Don't see how to use it.

What else could I say?


----------



## SwissPete

Ericklecoz said:


> Is there a way to say "ça te dit" in English.
> Like ça te dit d'aller boire un verre
> 
> How am I supposed to use fancy in this sentence?
> Do you fancy have a drink?
> Do you fancy having a drink?


----------



## tripoli

I was wondering : is "Do you fancy having a drink?" UK and "Are you up for a drink" US ?


----------



## Gil

My try:
si ça te dit
if you feel like it


----------



## anfrony

tripoli said:


> I was wondering : is "Do you fancy having a drink?" UK and "Are you up for a drink" US ?



Yes, exactly. And in US English you can also say, "Are you down for a drink?" They're pretty much interchangeable, both of them being very familiar, but "to be down for something" is something "cool" that a young person would be more likely to say.


----------



## RennieViolet

Do you wanna go for a drink? is what I would say


----------



## SimoneSimon

Bonjour!

  J'ai eu un ami qui disait toujours "ça te dit?" pour voir si j'avais envie de faire quelque chose. 

Par exemple:

 "Et si on va au cinéma demain? Ça te dit?"

Par contre, il avait immigré en France, donc, tandis que son français était très bon, je suis pas sûre si cela est une vrai tournure.

Merci!


----------



## Zoulllien

Si, c'est correct. Ca veut dire "Do you feel like going to the cinema?".


----------



## Kutchiloo

Do you fancy?


----------



## Kalinero

ça te dit ?= do you fancy it?

C'est une expression très courante entre amis.


----------



## Meille

In Canada, "fancy" isn't used as a verb; we would say "Do you feel like it?"


----------



## pynchon2

Bonjour, 

comment traduisez vous EN ANGLAIS l'expression "ça me dit" ? au sens "avoir envie de"/"être d'accord" mais en plus familier.

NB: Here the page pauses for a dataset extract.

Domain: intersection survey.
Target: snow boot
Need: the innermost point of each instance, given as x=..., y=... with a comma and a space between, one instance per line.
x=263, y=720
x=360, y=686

Contexte : "Je pourrais filmer ceux d'entre vous qui en ont envie/sont d'accord"

Est ce que "I will be able to film those of you who are up to" vous semble être  une traduction correcte ?

Merci !


----------



## sound shift

Non, mais tu pourrais dire "I will be able to film any of you who are *up for* it."


----------



## pynchon2

merci ! je savais qu'il y avait "up" qqpart


----------



## la grive solitaire

Ç_a / te vous dit? = How about if ...?_

My try_: How about if I film you?_


----------



## SimoneSimon

Bonsoir tout le monde,

  Je me suis souvent apperçue que mon ami me proposait des choses en disant, "est-ce que cela te dit"? Cependant, le français n'est pas sa langue maternelle (même si il la parle couramment). Alors, je voulais savoir si "ça te dit?" c'est un synonyme de "ça te tente?" ou "es-tu partant?". 

En anglais, genre "how does that sound?"

Merci pour toute aide!


----------



## xiancee

Yes it is perfectly acceptable [...]


----------



## Itisi

Yes, it is synonymous with 'ça te tente ?'.


----------



## guillaumedemanzac

I think your friend meant:*Qu'est-ce que cela te dit?* or* Est-ce que cela te dit quelque chose?*
In English, as you say:  How does that sound?     What do you say to that?    Does that do anything for you?     Does that sound tempting?
Sound good?  Sound all right to you? (these short forms usually omit *Does that*).
[...]
guillaume


----------



## W.T.

Hey everyone! Bonjour!

I'd like to translate this sentence in english ; "J'étais en train de me demander, est-ce que ça te dirait une jam session bientôt?"
My attempt; I was wondering, would you be up for a jam session sometime soon?

I'm not quite sure if that's right, but I'd like it to sound very informal, I mean, it's for a friend, not a colleague.

Thanks!


----------



## Kelly B

And yes, _up for _is a good choice here, at least in US English.


----------



## W.T.

Thanks Kelly B! I didn't precise it but it's an english friend so, any UK natives around to give me an answer as well?

Thanks!


----------



## guillaumedemanzac

I was wondering if you'd be interested in having/doing a jam session in the near future.

"up for" is a bit more slang in British but it's fine, too!

"Are you gonna be ready for a jam session soon?" - perhaps  - or  - "Would a jam session soon tickle your fancy?" (a bit old-fashioned, that one!!)


----------



## wildan1

anfrony said:


> Yes, exactly. And in US English you can also say, "Are you down for a drink?" They're pretty much interchangeable, both of them being very familiar, but "to be down for something" is something "cool" that a young person would be more likely to say.


The meaning _up/down for a drink_ is the same, but "down for" is a recent variation of "up for" and generally used by 20-somethings.

Anyone over 40 years old using _"down for X"_ would probably evoke laughter...trying too hard to sound young.


----------